Loose Moose animation studio in London recently produced the third installment in a series of commercial spots promoting Kellogg’s Apple Jacks cereal. The two-parter, titled "Costume," combines live-action, stop-motion animation and CG imagry to revisit characters Bad Apple and Cinna-mon as they race to be the first to hit the taste buds of morning munchers everywhere.

Directed by Ken Lidster for Leo Burnett, Chicago, the spot has Bad Apple employing his unlikely sewing machine skills to make a costume to impersonate Cinna-mon. Part 1 finishes with the villainous fruit squeezing into his finished garment, followed by text that reads, "To Be Continued". Part 2 then opens Bad Apple pursuing Cinna-mon, only to have his costume fall down over his eyes, causing him to trip and tumble into a mailbox. CG was used to animate Cinna-mon and Stars circling his pounding head in classic cartoon style.

Cinna-mon and Bad Apple are both stop-motion puppets that interact with practical, miniature sets and props. Background elements such as colonial style houses, the sky and cinnamon sprinkles, are all CG, created separately in Maya at Loose Moose studio and composited into the animation footage. Camera moves were matched using Boujou Bullett, a popular motion tracking software that allows Loose Moose to create multiple-pass effects shots.

At times, the Loose Moose team exposed a green card behind the puppets in a checker-board fashion in order to have the option to matte them off the set more easily. In addition, they often had to checker board a different lighting pass to create mattes and beauty lighting setups.

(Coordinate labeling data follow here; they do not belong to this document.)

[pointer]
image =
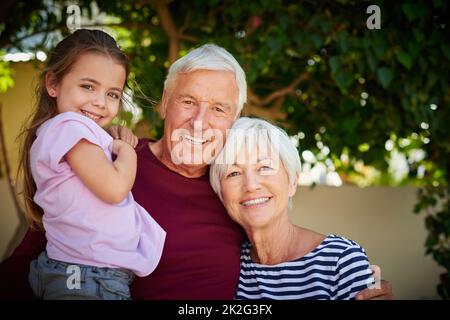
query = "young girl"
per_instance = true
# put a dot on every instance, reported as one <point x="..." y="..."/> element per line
<point x="98" y="237"/>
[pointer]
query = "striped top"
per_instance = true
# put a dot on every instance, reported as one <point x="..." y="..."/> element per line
<point x="337" y="269"/>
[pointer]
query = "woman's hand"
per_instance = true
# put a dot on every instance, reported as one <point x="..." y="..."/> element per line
<point x="124" y="134"/>
<point x="384" y="293"/>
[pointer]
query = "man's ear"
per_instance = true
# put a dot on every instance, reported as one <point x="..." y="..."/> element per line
<point x="293" y="187"/>
<point x="50" y="85"/>
<point x="163" y="108"/>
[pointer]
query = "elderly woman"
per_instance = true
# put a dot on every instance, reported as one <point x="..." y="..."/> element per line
<point x="255" y="176"/>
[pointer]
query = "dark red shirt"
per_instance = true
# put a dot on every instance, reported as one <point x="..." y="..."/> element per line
<point x="202" y="249"/>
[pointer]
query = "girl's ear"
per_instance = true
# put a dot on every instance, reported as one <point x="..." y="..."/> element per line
<point x="50" y="85"/>
<point x="163" y="109"/>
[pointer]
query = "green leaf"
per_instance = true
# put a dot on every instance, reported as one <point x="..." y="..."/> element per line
<point x="343" y="80"/>
<point x="408" y="10"/>
<point x="405" y="59"/>
<point x="335" y="64"/>
<point x="343" y="42"/>
<point x="385" y="76"/>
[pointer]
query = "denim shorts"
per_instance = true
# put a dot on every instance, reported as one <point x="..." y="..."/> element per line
<point x="56" y="280"/>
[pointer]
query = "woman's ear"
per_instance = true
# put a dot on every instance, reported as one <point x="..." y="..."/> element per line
<point x="293" y="187"/>
<point x="50" y="85"/>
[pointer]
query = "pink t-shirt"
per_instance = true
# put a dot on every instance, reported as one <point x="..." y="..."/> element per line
<point x="80" y="228"/>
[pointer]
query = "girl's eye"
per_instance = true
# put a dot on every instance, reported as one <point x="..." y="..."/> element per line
<point x="232" y="174"/>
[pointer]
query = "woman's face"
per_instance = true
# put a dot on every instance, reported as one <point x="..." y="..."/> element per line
<point x="256" y="193"/>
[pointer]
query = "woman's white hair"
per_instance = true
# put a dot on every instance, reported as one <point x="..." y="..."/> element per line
<point x="210" y="57"/>
<point x="243" y="138"/>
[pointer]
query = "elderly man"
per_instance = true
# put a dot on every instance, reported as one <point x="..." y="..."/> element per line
<point x="203" y="94"/>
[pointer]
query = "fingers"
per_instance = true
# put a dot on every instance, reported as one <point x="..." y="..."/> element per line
<point x="114" y="132"/>
<point x="384" y="293"/>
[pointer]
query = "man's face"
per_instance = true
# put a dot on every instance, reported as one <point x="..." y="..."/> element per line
<point x="198" y="108"/>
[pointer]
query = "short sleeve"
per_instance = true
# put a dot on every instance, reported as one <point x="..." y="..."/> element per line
<point x="65" y="133"/>
<point x="354" y="274"/>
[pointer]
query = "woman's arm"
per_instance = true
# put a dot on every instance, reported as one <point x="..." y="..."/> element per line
<point x="109" y="181"/>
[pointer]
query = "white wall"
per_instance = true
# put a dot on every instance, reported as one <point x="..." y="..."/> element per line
<point x="381" y="220"/>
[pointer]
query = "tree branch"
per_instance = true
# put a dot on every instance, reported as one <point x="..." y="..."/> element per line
<point x="12" y="189"/>
<point x="169" y="27"/>
<point x="286" y="90"/>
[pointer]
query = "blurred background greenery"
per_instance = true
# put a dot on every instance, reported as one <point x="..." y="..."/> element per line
<point x="365" y="107"/>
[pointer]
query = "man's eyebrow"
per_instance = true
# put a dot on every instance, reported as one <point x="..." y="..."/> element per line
<point x="180" y="96"/>
<point x="225" y="105"/>
<point x="98" y="83"/>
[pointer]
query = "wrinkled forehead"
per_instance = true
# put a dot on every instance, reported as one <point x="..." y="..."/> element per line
<point x="244" y="147"/>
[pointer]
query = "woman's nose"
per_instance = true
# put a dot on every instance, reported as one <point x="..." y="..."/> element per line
<point x="252" y="182"/>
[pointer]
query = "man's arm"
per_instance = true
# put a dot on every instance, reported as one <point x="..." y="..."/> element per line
<point x="14" y="270"/>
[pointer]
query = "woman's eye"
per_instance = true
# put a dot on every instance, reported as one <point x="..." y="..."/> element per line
<point x="114" y="95"/>
<point x="219" y="109"/>
<point x="87" y="87"/>
<point x="232" y="174"/>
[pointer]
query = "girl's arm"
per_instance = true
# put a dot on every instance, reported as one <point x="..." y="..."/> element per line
<point x="109" y="181"/>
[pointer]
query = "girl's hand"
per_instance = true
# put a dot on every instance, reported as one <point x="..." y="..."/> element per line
<point x="120" y="145"/>
<point x="124" y="134"/>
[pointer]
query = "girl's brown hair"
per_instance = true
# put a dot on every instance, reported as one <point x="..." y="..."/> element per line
<point x="59" y="64"/>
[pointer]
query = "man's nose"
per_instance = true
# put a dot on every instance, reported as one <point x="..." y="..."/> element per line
<point x="201" y="114"/>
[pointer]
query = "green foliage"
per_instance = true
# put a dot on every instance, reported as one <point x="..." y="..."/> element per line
<point x="6" y="79"/>
<point x="361" y="87"/>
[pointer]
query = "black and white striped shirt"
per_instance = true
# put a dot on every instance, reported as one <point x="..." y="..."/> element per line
<point x="336" y="269"/>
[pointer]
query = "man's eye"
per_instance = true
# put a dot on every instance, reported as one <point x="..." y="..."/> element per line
<point x="232" y="174"/>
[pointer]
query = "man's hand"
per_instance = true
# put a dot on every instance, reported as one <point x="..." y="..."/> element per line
<point x="384" y="293"/>
<point x="124" y="134"/>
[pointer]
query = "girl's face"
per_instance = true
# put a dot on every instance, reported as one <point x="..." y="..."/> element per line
<point x="93" y="87"/>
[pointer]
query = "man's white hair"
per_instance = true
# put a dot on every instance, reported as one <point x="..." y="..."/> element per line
<point x="210" y="57"/>
<point x="238" y="143"/>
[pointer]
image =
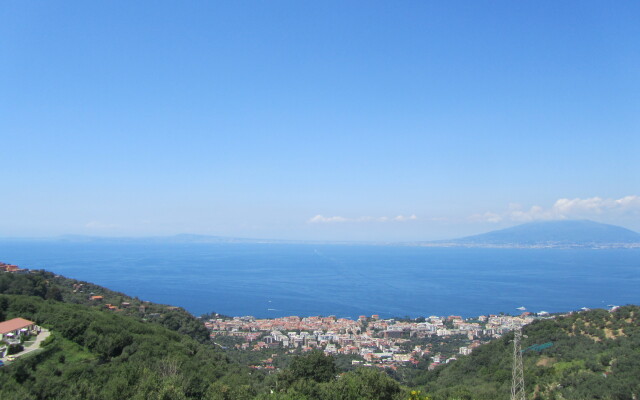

The sets and puppets were all made by Artem in London. Bruce Hancock at Edgeworx London composited the CG and stop-motion animation together and performed all other post-production.

Loose Moose, which previously produced such successful animated campaigns as the singing Chips Ahoy! cookies and the Pepsi-Lipton Brisk celebrity puppets, operates with a close-knit core team of twelve people and a large pool of regular freelancers. The studio’s facilities include two motion control rigs and four Maya seats.